За углом мы нашли такси, сели, и тут выяснилось, что Пабло не знает, как называется улица, на которой живет Альберто.
– Ничего, – сказал он тебе, а тебя вся эта история уже начинала развлекать, – не беспокойся, мы найдем его дом.
– Но, брат, ты с ума сошел, уже поздно! Люди давно спят.
Пабло вдруг немного поостыл и попросил шофера отвезти нас в какой-нибудь магазин, где можно купить шампанское. Шофер привез нас к Елисеевскому, но он уже был закрыт. Вы с Пабло заглянули в его громадные окна и увидели, что в зале магазина еще горят люстры, а две или три женщины убирают свои прилавки. Вы начали стучать в окно. Но стекла елисеевских витрин толстые, и женщины ничего не слышали. Тогда Пабло забрался то ли на подоконник, то ли на ящик и распластался на стекле, как громадная черепаха. В конце концов его заметили. Женщины сначала насторожились, потом подошли, с опаской приоткрыли дверь. Вы с Пабло, перебивая друг друга, заискивая и смущаясь, стали просить две бутылки шампанского. Продавщицы сначала обозлились, решив, что перед ними обычные пьяницы, но когда узнали, кто просит, принесли-таки черные бутылки с золотыми пробками.
Потом начались мучительные поиски улицы Альберто. Мы объехали много кварталов, прежде чем поняли, что ехать нужно на Ленинский проспект. Пабло действительно нашел дом Альберто. Естественно, когда мы вошли во двор, там была кромешная тьма.
Вдоль одной стены была насыпана гора тары – деревянные ящики из продовольственного магазина. Ты сел на ящик еще раз посмотрел на часы. Шел второй час ночи. Сдвинув кепку на затылок, ты озорно глянул на Пабло, в последний раз попробовал его образумить, но Пабло уже скрылся в подъезде. Мы последовали за ним. На лифте поднялись на третий или четвертый этаж нового дома. Пабло позвонил. Через некоторое время дверь открылась, и мы увидели на пороге худую невысокую женщину, сонно кутающуюся в черную шаль, накинутую поверх ночной рубашки.

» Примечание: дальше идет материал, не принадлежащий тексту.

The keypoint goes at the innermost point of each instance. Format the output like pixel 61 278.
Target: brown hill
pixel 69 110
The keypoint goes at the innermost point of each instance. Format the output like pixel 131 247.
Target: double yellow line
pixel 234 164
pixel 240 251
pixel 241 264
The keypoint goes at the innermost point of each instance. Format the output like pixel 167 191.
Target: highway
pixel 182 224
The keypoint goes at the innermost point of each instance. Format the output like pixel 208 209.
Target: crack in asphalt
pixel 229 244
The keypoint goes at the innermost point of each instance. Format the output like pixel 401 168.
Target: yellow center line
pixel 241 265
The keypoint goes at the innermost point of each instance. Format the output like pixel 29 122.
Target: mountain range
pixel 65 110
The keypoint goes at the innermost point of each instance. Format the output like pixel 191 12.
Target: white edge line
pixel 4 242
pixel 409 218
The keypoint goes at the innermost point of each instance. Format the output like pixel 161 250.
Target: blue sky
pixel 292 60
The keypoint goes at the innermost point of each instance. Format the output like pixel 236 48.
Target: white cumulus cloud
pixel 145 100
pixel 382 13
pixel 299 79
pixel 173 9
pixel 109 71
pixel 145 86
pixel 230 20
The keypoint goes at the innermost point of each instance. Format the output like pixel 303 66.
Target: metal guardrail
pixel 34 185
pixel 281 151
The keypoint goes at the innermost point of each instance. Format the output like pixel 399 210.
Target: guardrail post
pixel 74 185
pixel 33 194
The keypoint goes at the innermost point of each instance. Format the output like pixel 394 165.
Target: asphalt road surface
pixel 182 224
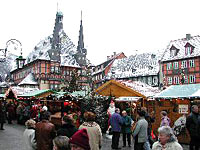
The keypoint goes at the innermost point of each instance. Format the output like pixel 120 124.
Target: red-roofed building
pixel 180 63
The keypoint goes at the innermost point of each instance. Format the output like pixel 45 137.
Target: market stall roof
pixel 128 99
pixel 14 91
pixel 36 93
pixel 79 93
pixel 2 95
pixel 180 91
pixel 120 88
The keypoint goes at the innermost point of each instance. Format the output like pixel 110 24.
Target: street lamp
pixel 12 42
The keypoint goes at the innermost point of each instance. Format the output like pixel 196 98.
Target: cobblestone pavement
pixel 12 139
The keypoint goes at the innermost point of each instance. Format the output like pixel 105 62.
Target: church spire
pixel 80 41
pixel 81 51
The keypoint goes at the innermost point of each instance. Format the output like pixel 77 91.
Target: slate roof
pixel 35 93
pixel 180 91
pixel 144 64
pixel 180 45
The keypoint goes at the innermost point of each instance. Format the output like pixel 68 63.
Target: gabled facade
pixel 180 63
pixel 99 72
pixel 139 67
pixel 52 62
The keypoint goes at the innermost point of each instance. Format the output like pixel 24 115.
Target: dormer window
pixel 173 51
pixel 188 49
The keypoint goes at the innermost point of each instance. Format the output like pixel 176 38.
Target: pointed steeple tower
pixel 80 41
pixel 81 51
pixel 54 52
pixel 57 28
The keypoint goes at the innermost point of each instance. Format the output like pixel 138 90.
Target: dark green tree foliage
pixel 73 83
pixel 99 106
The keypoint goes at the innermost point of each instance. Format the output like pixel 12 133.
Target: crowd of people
pixel 44 136
pixel 41 134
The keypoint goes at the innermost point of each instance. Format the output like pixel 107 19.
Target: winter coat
pixel 94 133
pixel 2 114
pixel 141 130
pixel 193 125
pixel 169 146
pixel 66 130
pixel 126 126
pixel 29 138
pixel 165 121
pixel 116 122
pixel 45 133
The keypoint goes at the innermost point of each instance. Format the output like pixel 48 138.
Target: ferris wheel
pixel 13 46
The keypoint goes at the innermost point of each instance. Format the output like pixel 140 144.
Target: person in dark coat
pixel 193 126
pixel 150 119
pixel 11 112
pixel 67 128
pixel 2 115
pixel 116 122
pixel 45 133
pixel 126 128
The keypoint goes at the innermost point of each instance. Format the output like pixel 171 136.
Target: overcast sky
pixel 108 25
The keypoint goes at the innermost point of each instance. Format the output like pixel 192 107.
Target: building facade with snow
pixel 52 61
pixel 142 67
pixel 100 71
pixel 181 60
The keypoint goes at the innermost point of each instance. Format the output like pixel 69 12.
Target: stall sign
pixel 183 109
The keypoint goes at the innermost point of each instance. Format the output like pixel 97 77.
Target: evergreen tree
pixel 99 106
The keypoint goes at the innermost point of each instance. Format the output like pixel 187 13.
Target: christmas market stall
pixel 12 94
pixel 128 94
pixel 177 100
pixel 60 104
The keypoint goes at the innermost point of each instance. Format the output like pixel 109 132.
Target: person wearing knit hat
pixel 80 140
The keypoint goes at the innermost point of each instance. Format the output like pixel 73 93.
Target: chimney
pixel 188 36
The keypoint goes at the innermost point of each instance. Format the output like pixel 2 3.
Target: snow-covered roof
pixel 36 93
pixel 135 65
pixel 8 65
pixel 67 50
pixel 108 62
pixel 29 80
pixel 180 45
pixel 140 87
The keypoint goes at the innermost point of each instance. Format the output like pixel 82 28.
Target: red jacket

– Пабло!.. – изумленно и радостно воскликнула она. – Пабло…
Жена Альберто Клара пригласила нас войти, прикрыла дверь в комнату, где спал их сын и, не зажигая в прихожей свет, провела в другую.
Мы вошли. Узкая, вытянутая комната была ярко освещена. Навстречу нам с серо-зеленого дивана поднялся просто, но тщательно одетый высокий пожилой человек, похожий на добрую птицу. Видно было, что ложиться спать он и не собирался. Его лицо не выказывало удивления. Он словно давно поджидал нас. Спокойно и неторопливо он пожимал наши руки, по-доброму улыбаясь, негромко бросал ответные реплики Пабло.
Ты заговорил с Альберто, но тот ответил по-испански.
– Вы не говорите по-русски? – удивился ты.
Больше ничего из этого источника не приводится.